CoinShares Valkyrie Bitcoin Miners ETF surges 52% in one week
The actively managed mining fund is quietly outperforming spot Bitcoin by a wide margin, and most retail investors haven't noticed.
A Bitcoin mining ETF that most income-focused investors have probably never encountered just posted a 52% return in a single week. The CoinShares Bitcoin Mining ETF, trading under the ticker WGMI, has been one of the most explosive funds in the entire ETF universe, and it doesn’t even hold any actual Bitcoin.
What WGMI actually is, and why it’s moving
The fund launched on February 7, 2022, originally as the Valkyrie Bitcoin Miners ETF before being rebranded under the CoinShares name in late 2024. Its investment mandate is straightforward: at least 80% of assets must be allocated to companies that generate 50% or more of their revenue or profits from Bitcoin mining operations, related services, or mining hardware and software.
The fund is actively managed, with an expense ratio of 0.75%.
WGMI posted approximately 300% gains in its first full calendar year of existence. In Q2 2025, the fund returned 78%. Year-to-date returns as of mid-2026 sit in the range of 70% to 88%, with one-year returns stretching between 230% and 310%. Assets under management have climbed to roughly $400 million. The fund’s 52-week trading range has spanned from approximately $19 to $77.

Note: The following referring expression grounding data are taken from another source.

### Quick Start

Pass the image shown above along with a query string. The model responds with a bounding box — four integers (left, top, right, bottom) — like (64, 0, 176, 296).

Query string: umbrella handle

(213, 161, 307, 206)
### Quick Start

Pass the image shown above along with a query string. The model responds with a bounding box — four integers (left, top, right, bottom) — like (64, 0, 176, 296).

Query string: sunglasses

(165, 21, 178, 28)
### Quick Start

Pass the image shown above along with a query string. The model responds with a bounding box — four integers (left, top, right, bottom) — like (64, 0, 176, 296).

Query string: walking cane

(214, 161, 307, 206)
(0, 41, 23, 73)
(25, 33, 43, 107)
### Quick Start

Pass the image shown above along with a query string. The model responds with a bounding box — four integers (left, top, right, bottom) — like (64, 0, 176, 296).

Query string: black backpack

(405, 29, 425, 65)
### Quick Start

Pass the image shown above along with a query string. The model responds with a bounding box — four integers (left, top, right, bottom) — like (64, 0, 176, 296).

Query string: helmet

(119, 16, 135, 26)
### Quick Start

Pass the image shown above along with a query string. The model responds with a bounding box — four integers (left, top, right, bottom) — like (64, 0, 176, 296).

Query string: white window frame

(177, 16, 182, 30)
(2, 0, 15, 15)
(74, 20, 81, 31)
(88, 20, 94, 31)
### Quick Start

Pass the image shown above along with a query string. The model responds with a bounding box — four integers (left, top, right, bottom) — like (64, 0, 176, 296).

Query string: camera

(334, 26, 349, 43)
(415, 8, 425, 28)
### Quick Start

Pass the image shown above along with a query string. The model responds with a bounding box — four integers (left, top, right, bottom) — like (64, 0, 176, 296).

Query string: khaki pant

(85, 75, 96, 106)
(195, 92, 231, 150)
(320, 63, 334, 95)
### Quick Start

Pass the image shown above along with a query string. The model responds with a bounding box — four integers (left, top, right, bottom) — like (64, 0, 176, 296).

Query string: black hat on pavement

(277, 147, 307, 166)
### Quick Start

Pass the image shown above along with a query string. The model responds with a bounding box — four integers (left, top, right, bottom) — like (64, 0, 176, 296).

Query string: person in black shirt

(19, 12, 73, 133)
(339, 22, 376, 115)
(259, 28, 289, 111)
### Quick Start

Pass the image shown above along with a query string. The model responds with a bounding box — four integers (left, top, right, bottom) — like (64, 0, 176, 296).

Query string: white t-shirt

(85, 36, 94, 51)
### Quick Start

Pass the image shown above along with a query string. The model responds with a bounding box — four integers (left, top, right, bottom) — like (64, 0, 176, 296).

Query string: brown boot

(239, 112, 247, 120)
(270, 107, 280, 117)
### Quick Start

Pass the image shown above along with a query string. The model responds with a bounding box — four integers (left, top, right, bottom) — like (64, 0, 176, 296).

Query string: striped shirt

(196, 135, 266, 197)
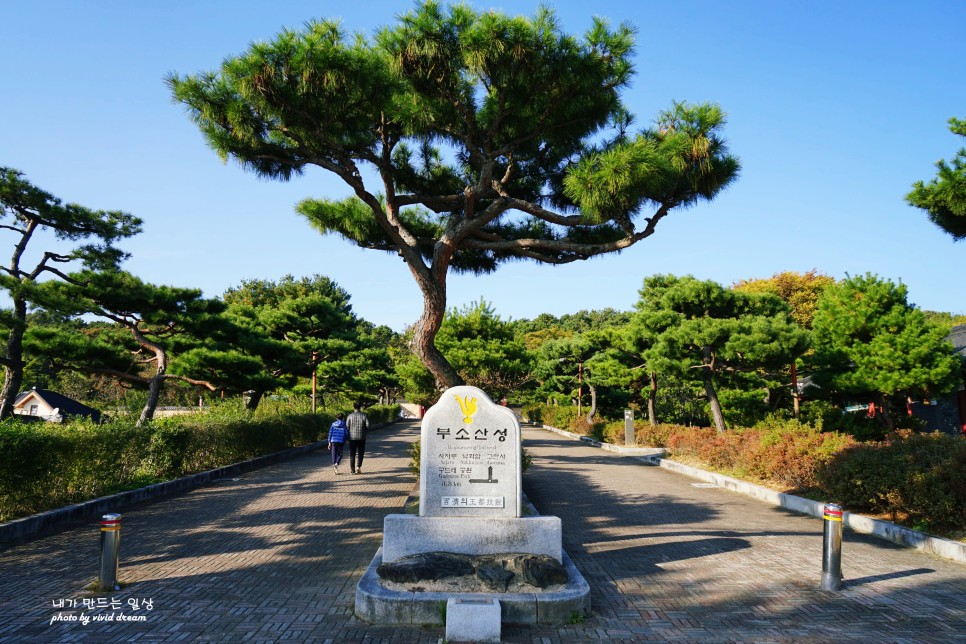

Why mining stocks are outperforming Bitcoin itself
Bitcoin mining equities function as a leveraged bet on Bitcoin’s price without using any actual leverage. When Bitcoin rallies, mining companies see their profit margins expand dramatically because their primary revenue source (newly minted Bitcoin and transaction fees) increases in value while many of their costs, particularly capital expenditures on hardware, remain relatively fixed in the near term. Market analysts have characterized WGMI as a high-beta, risk-on investment, frequently outperforming spot Bitcoin during strong market phases, albeit with heightened exposure to operational and regulatory risks endemic to the cryptocurrency market.
Bitcoin’s most recent halving cut block rewards in half, which theoretically squeezes miner margins. But when Bitcoin’s price rises fast enough to more than compensate for the reduced rewards, the surviving miners with efficient operations and low energy costs become increasingly profitable.
What this means for investors
Mining stocks carry operational risks that spot Bitcoin doesn’t, including energy pricing fluctuations, regulatory uncertainty across multiple jurisdictions, and the ever-present risk of hardware obsolescence. The 0.75% expense ratio eats into returns over time compared to passive alternatives.
The Bitcoin mining sector is relatively small compared to broader equity markets. When capital flows into a $400 million fund focused on this niche, it can amplify price moves in the underlying stocks. For investors who already hold spot Bitcoin or Bitcoin ETFs, WGMI represents a fundamentally different risk profile — it’s an amplified equity bet on the infrastructure layer of the Bitcoin network, with additional corporate governance, operational, and regulatory risks that come with owning stocks instead of the asset itself. A 52-week range of $19 to $77 reflects the severity of drawdowns the fund has experienced.